Beginning in the 2008-2009 academic year, all current students from families with an income of $75,000 or less will receive scholarships at least equal to tuition costs. Additionally, 50 percent of all student loans will be substituted for grants and the leave term earnings expectation policy, which requires financial-aid students to partially fund their education through jobs during their leave term, will be eliminated.
The financial aid reform is very important to current Dartmouth students, Laskaris said. "We wanted to make sure the current students can afford everything that Dartmouth has to offer," she added.
Both Wright and Laskaris said they are fully satisfied with the changes.
"We're the nation's leading institution in terms of socio-economic diversity, and now we make the Dartmouth experience affordable to everyone," Laskaris said.

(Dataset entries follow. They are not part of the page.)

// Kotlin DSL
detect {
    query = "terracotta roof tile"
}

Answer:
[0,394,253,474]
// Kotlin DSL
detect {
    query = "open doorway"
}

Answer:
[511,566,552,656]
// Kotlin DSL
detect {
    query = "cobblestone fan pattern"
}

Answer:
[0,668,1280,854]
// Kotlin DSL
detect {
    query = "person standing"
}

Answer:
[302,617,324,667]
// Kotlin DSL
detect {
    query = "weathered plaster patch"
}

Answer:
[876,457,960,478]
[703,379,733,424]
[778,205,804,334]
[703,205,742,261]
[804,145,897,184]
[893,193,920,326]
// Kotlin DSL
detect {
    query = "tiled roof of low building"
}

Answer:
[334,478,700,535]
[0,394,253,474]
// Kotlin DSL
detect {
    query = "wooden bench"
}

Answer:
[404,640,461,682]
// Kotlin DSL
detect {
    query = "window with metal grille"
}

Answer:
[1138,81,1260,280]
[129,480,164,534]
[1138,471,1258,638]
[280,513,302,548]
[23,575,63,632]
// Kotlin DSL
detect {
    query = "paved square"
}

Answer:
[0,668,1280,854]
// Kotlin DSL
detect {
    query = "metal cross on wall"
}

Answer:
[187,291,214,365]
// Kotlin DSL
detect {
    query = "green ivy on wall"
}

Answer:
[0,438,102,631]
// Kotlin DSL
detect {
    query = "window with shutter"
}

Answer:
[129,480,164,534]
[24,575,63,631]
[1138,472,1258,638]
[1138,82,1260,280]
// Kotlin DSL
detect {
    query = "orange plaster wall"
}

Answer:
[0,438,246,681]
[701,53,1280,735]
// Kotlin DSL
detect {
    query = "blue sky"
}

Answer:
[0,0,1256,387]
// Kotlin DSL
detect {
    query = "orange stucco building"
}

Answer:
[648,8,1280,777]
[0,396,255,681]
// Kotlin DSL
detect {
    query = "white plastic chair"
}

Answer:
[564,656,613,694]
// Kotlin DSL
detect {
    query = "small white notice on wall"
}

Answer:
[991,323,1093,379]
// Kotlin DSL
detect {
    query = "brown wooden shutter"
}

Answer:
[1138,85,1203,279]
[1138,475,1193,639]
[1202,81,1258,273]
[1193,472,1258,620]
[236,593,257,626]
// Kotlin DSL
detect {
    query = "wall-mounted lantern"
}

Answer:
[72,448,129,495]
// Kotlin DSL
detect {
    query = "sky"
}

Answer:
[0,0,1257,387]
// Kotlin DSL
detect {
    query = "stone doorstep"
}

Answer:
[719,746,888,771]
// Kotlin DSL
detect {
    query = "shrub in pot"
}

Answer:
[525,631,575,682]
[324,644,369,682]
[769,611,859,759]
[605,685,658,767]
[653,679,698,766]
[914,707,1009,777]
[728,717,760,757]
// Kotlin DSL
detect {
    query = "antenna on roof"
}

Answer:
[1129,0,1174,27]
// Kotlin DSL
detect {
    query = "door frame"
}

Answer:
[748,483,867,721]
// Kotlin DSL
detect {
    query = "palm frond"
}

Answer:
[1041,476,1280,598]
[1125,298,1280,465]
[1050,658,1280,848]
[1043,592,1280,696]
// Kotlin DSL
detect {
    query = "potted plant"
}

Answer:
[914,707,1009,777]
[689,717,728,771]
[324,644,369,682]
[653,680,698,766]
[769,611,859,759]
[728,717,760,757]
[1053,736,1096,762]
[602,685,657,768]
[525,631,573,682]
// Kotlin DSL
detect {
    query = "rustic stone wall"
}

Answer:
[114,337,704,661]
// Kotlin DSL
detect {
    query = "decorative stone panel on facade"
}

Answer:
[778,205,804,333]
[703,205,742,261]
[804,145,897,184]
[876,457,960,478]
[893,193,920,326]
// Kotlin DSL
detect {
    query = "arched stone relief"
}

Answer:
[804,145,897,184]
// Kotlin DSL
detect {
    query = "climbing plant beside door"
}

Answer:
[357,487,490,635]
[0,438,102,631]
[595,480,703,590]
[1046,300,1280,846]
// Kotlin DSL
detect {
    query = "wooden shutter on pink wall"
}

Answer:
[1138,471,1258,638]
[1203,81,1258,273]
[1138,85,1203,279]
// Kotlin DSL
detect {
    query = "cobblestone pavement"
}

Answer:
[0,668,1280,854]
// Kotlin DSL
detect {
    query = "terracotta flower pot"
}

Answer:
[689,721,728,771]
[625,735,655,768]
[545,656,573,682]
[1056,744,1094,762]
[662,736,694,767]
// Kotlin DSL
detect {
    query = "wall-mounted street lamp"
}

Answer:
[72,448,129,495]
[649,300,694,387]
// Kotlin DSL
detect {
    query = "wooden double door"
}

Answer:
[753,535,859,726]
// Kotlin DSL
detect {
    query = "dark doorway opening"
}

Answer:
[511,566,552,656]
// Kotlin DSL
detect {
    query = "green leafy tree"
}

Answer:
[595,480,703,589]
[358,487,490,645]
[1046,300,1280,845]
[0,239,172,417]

According to Wright, the College is also constantly looking to expand its facilities and strengthen the institution academically. Wright said he does not agree with the U.S. News & World Report's 2008 ranking of "America's Best Colleges," which ranked Dartmouth as the eleventh university in the nation.
"Dartmouth is surely one of the nation's top 10 institutions," he said. "Specifically, one of the top of the top 10."
The College's drop in rankings has been attributed to relatively low peer assessment, a rankings category in which presidents and deans of other institutions are asked to rate other colleges. Dartmouth scored a total of 4.3 out of five points in peer assessment, the lowest in the Ivy League.
Haldeman said that the Board did not approve the financial aid changes in order to improve the College's peer assessment score. He said, however, that the new financial aid policy will attract positive media attention in contrast to the recent Trustee controversies.
"I'm sure that Dartmouth's image in the media will quickly be repaired," he said.